The National Affordable Housing Management Association (NAHMA) completed a six-month- long project to survey affordable housing management firms nationwide. They were asked how many of the housing units in their portfolios are government subsidized or financed by low-income housing tax credits.
The results are found in the NAHMA Affordable 50, a list of the top 50 affordable housing management firms. AIMCO; Interstate Realty Management; Concord Management, Ltd.; Capstone Real Estate Services; and Winn Residential made up the top five. They are ranked according to the number of affordable housing units in their portfolio.
AIMCO leads the pack with 96,000 affordable units out of a portfolio of 191,951 units. That’s more than twice as many as Interstate Realty Management, which placed second with 38,032 affordable units out of a 39,312-unit portfolio.

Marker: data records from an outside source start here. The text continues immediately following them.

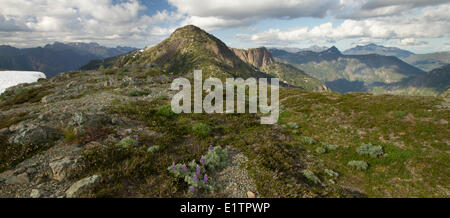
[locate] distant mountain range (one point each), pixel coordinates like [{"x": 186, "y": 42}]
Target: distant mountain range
[
  {"x": 378, "y": 49},
  {"x": 433, "y": 83},
  {"x": 426, "y": 62},
  {"x": 55, "y": 58},
  {"x": 262, "y": 59},
  {"x": 190, "y": 48},
  {"x": 314, "y": 48},
  {"x": 349, "y": 73}
]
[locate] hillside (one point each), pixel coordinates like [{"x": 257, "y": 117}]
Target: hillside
[
  {"x": 111, "y": 133},
  {"x": 378, "y": 49},
  {"x": 349, "y": 73},
  {"x": 428, "y": 62},
  {"x": 425, "y": 62},
  {"x": 55, "y": 58},
  {"x": 433, "y": 83},
  {"x": 190, "y": 48},
  {"x": 118, "y": 138},
  {"x": 262, "y": 59}
]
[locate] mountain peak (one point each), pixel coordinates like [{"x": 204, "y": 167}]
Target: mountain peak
[
  {"x": 258, "y": 57},
  {"x": 332, "y": 50}
]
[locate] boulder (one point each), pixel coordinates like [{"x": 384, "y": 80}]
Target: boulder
[
  {"x": 81, "y": 186},
  {"x": 18, "y": 180},
  {"x": 36, "y": 193},
  {"x": 34, "y": 135},
  {"x": 60, "y": 168},
  {"x": 89, "y": 120}
]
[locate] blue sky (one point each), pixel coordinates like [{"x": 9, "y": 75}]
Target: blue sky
[{"x": 421, "y": 26}]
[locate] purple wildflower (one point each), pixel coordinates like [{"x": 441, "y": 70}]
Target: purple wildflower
[
  {"x": 202, "y": 160},
  {"x": 198, "y": 170},
  {"x": 205, "y": 179}
]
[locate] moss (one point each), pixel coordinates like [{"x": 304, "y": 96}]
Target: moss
[
  {"x": 371, "y": 150},
  {"x": 358, "y": 164},
  {"x": 201, "y": 129},
  {"x": 128, "y": 142},
  {"x": 24, "y": 95},
  {"x": 321, "y": 150},
  {"x": 311, "y": 176}
]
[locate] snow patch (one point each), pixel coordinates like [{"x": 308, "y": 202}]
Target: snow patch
[{"x": 12, "y": 78}]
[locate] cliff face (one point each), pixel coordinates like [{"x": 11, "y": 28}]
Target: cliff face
[{"x": 258, "y": 57}]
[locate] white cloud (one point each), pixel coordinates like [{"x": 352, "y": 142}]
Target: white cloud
[
  {"x": 412, "y": 42},
  {"x": 431, "y": 22},
  {"x": 213, "y": 14},
  {"x": 102, "y": 21}
]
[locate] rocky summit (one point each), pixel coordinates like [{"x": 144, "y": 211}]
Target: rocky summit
[{"x": 110, "y": 132}]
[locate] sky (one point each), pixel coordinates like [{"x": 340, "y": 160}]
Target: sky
[{"x": 421, "y": 26}]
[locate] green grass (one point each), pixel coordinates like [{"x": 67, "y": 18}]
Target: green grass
[{"x": 414, "y": 143}]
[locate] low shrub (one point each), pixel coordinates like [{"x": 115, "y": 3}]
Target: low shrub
[
  {"x": 358, "y": 164},
  {"x": 321, "y": 150},
  {"x": 153, "y": 149},
  {"x": 331, "y": 173},
  {"x": 138, "y": 92},
  {"x": 128, "y": 142},
  {"x": 201, "y": 129},
  {"x": 308, "y": 140},
  {"x": 293, "y": 125},
  {"x": 329, "y": 146},
  {"x": 165, "y": 111},
  {"x": 195, "y": 175},
  {"x": 311, "y": 177}
]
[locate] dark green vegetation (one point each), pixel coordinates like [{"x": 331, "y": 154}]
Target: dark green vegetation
[
  {"x": 324, "y": 145},
  {"x": 378, "y": 49},
  {"x": 55, "y": 58},
  {"x": 22, "y": 96},
  {"x": 433, "y": 83},
  {"x": 349, "y": 73},
  {"x": 347, "y": 145},
  {"x": 428, "y": 62},
  {"x": 425, "y": 62},
  {"x": 275, "y": 164},
  {"x": 412, "y": 132},
  {"x": 191, "y": 48},
  {"x": 262, "y": 59}
]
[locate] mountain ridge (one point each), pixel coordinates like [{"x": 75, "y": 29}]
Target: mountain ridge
[
  {"x": 55, "y": 58},
  {"x": 333, "y": 67},
  {"x": 189, "y": 48}
]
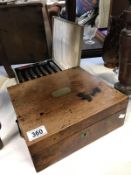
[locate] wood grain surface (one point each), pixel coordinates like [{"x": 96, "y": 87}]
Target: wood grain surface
[{"x": 66, "y": 117}]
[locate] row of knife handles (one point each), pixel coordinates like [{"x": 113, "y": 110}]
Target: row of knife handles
[{"x": 36, "y": 70}]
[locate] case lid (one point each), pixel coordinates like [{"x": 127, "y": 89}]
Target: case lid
[
  {"x": 59, "y": 105},
  {"x": 67, "y": 42}
]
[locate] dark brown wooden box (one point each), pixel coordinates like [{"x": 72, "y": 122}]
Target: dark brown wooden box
[{"x": 56, "y": 119}]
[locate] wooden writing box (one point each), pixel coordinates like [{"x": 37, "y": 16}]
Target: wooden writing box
[{"x": 60, "y": 113}]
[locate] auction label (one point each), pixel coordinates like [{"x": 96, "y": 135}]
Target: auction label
[{"x": 36, "y": 133}]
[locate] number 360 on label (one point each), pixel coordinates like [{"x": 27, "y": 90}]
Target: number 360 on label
[{"x": 36, "y": 133}]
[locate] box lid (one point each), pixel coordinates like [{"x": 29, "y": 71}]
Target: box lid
[
  {"x": 67, "y": 43},
  {"x": 55, "y": 103}
]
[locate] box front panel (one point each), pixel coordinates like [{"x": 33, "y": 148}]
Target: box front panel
[{"x": 76, "y": 141}]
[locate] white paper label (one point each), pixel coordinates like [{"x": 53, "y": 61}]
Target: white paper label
[
  {"x": 36, "y": 133},
  {"x": 122, "y": 116}
]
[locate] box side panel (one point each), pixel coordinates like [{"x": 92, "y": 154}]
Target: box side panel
[{"x": 50, "y": 155}]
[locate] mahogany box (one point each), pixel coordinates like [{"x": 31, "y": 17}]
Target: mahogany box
[{"x": 62, "y": 112}]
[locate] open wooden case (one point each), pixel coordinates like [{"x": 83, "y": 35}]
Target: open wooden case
[{"x": 62, "y": 112}]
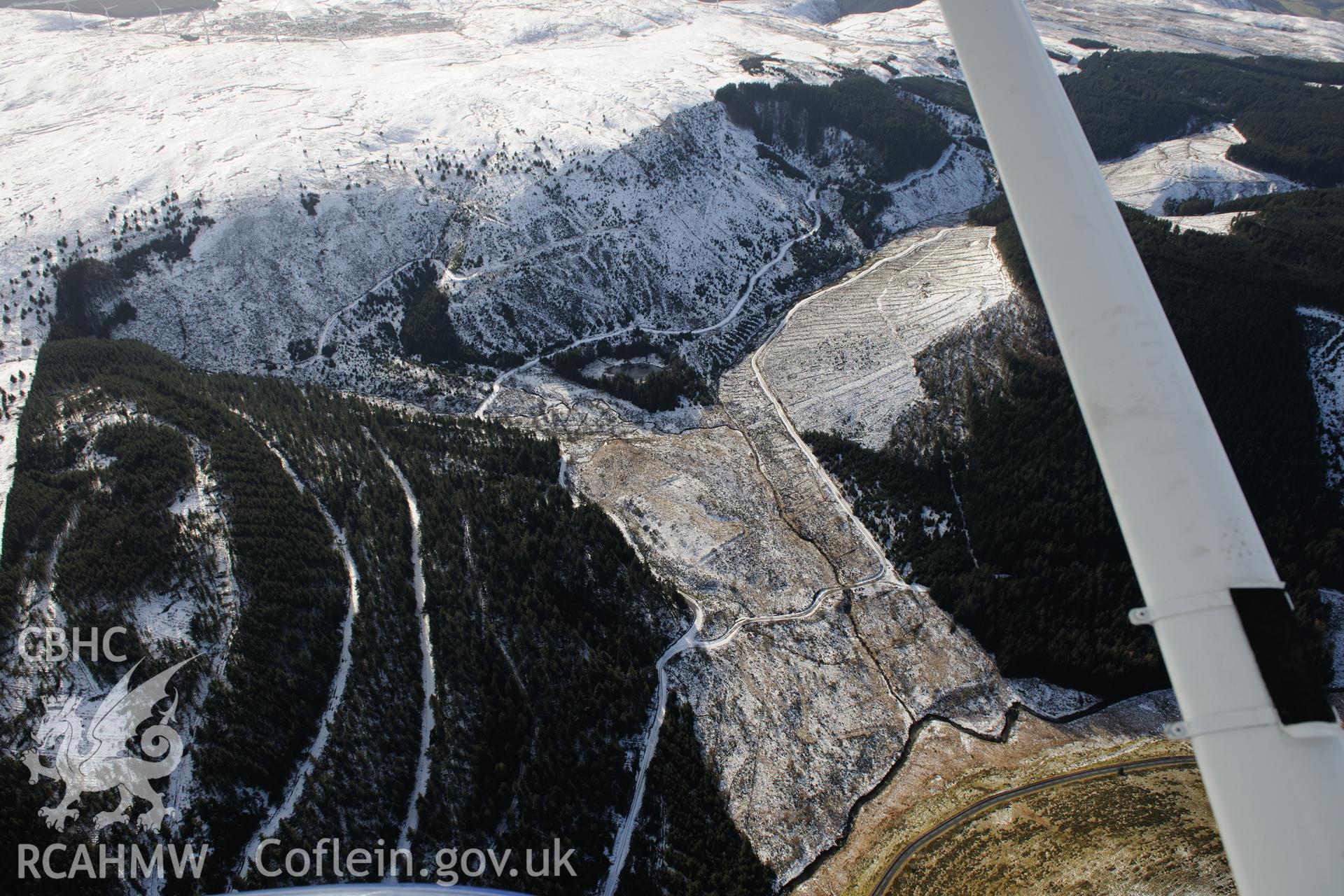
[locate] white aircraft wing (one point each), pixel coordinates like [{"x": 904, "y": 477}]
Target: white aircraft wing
[{"x": 1273, "y": 766}]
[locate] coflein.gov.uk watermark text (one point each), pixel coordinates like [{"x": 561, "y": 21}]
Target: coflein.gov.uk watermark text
[{"x": 326, "y": 860}]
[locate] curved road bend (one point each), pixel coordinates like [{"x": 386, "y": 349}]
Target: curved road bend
[{"x": 1007, "y": 796}]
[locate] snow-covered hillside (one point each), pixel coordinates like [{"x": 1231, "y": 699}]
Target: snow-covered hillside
[{"x": 1186, "y": 168}]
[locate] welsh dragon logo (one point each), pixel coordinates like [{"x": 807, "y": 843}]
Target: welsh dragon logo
[{"x": 99, "y": 760}]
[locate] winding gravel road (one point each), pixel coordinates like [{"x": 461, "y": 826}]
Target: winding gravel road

Interstate, which manages properties nationwide, has one of the largest HOPE VI portfolios in the country, according to its president, E. James Henderson Jr. It is currently operating 24 HOPE VI properties with 20 more under contract, for a total of 6,296 units.
“We are involved with nearly every governmental subsidy, from Sec. 221(d)(3), Sec. 236, Sec. 221(d)(4), Sec. 8, HOPE VI to tax credits,” said Henderson. He expects to manage 1,000 more units by the end of the year.

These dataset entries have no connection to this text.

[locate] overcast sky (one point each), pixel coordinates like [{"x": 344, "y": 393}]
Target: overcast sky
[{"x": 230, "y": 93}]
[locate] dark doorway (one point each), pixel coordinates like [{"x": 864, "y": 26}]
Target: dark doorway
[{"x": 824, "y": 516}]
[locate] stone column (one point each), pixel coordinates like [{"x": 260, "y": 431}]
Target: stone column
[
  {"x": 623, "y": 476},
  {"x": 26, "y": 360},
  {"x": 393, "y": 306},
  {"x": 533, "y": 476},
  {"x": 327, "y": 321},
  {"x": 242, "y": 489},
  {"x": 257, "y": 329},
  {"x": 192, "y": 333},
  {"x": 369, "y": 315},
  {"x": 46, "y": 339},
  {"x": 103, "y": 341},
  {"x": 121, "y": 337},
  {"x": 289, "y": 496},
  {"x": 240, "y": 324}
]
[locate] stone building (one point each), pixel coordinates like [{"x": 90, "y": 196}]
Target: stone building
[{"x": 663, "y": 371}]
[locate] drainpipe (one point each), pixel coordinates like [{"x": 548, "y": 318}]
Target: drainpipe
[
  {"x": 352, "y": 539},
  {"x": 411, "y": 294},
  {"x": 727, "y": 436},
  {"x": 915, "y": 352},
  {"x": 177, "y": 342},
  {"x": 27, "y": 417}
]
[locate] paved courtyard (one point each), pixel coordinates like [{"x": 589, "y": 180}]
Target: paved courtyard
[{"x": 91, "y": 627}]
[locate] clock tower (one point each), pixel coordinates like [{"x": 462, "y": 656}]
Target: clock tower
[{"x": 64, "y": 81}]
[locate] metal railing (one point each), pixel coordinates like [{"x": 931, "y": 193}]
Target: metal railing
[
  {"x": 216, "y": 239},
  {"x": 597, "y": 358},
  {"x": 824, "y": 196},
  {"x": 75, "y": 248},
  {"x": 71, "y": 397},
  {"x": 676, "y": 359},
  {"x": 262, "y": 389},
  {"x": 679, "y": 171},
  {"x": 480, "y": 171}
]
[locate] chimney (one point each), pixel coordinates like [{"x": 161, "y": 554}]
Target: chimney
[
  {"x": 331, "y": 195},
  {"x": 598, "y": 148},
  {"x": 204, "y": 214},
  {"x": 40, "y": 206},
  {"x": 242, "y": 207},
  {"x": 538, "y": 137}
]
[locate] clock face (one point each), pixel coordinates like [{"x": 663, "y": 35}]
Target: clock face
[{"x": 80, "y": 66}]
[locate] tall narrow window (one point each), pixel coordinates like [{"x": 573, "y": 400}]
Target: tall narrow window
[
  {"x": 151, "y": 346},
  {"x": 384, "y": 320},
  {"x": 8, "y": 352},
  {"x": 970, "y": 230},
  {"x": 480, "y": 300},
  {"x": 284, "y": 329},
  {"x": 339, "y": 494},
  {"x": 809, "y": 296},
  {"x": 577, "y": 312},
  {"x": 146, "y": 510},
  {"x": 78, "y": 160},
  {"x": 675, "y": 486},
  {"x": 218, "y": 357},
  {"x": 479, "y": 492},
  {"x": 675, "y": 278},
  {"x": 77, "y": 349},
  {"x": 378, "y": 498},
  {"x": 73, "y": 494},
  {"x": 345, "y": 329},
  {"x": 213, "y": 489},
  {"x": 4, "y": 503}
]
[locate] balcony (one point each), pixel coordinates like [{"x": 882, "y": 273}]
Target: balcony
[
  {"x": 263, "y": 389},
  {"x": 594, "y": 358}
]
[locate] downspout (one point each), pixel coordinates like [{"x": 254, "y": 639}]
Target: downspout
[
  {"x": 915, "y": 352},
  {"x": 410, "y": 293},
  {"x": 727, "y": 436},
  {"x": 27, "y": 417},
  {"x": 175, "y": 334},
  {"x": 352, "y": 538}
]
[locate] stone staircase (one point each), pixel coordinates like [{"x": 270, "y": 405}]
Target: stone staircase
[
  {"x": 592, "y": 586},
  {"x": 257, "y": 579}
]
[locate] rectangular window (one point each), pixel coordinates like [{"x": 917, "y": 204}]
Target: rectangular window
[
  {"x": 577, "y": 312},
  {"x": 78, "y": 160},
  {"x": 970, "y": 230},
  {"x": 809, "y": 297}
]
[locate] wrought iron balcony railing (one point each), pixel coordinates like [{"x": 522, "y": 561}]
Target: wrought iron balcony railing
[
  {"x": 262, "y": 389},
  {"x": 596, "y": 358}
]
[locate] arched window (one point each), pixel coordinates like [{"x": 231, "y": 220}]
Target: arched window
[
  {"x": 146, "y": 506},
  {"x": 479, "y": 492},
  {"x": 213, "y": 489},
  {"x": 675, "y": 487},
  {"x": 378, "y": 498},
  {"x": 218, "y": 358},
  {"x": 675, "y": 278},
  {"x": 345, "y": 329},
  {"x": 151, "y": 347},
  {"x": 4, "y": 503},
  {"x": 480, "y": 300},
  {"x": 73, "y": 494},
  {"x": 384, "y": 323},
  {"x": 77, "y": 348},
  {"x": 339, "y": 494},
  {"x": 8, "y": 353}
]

James McGrath, NAHMA president and president of Merchantville, N.J.-based PRD Management, Inc., believes that the survey will be a great advocacy tool to help convince lawmakers and community leaders of the need for more affordable housing.

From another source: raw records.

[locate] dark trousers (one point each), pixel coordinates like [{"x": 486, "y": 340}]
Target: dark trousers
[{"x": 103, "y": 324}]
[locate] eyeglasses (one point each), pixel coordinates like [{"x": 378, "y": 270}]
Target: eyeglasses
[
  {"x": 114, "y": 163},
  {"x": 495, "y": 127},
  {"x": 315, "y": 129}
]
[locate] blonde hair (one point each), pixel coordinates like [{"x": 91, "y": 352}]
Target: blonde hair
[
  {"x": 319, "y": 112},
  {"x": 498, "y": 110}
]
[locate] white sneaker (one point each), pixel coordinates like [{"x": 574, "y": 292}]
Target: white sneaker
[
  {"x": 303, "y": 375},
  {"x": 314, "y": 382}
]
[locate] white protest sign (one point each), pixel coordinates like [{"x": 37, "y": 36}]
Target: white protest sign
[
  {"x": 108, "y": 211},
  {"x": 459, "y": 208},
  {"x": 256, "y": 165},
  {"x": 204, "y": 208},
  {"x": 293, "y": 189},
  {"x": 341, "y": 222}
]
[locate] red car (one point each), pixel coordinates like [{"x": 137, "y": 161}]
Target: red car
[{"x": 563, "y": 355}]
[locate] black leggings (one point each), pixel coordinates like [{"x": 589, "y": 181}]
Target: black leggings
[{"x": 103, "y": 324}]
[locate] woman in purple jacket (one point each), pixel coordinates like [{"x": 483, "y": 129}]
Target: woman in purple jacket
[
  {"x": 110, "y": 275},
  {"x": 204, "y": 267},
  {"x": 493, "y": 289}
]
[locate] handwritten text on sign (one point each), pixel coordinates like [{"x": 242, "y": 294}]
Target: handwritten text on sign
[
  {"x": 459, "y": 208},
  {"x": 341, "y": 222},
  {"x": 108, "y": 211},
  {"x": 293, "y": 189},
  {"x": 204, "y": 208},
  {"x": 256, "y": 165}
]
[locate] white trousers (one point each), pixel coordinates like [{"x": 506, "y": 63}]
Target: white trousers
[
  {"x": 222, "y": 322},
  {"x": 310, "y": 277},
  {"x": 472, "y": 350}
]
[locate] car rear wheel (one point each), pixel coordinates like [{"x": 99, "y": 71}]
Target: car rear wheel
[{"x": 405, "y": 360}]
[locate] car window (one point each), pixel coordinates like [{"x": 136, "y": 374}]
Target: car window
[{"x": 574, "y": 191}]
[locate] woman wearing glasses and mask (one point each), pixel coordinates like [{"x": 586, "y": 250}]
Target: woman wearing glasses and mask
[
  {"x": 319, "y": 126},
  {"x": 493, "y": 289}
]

“We look at the supply now and where do we stand? A lot of numbers get thrown around,” said McGrath.
Most people in the affordable housing industry think that the supply of affordable housing is around two million units, but that number is overstated, he said. The problem is that the Department of Housing and Urban Development (HUD) counts affordable housing units financed by low-interest mortgage subsidies, project-based Sec. 8 assistance, HOME funds and tax credits separately.
In fact, many of these units are financed by more than one of these federal subsidies, said McGrath. “You could see the fog that’s being created. When one living unit has four or five of the subsidies, the deduction Congress makes when they look at the supply is that there are five units when really there’s only one.”
By surveying affordable housing managers every year, NAHMA could spot various trends. For example, some management firms are removing older affordable housing properties from their portfolios, and nobody is tracking that, said McGrath. HUD estimates that number at 33,000 properties, but there is no information on the number of units and how many are being removed each year.
“If we can see a trend and learn why the properties are being removed from the portfolio, then we can work with [the managers] and HUD to preserve them,” said McGrath. “The preservation of affordable housing is very important to us.”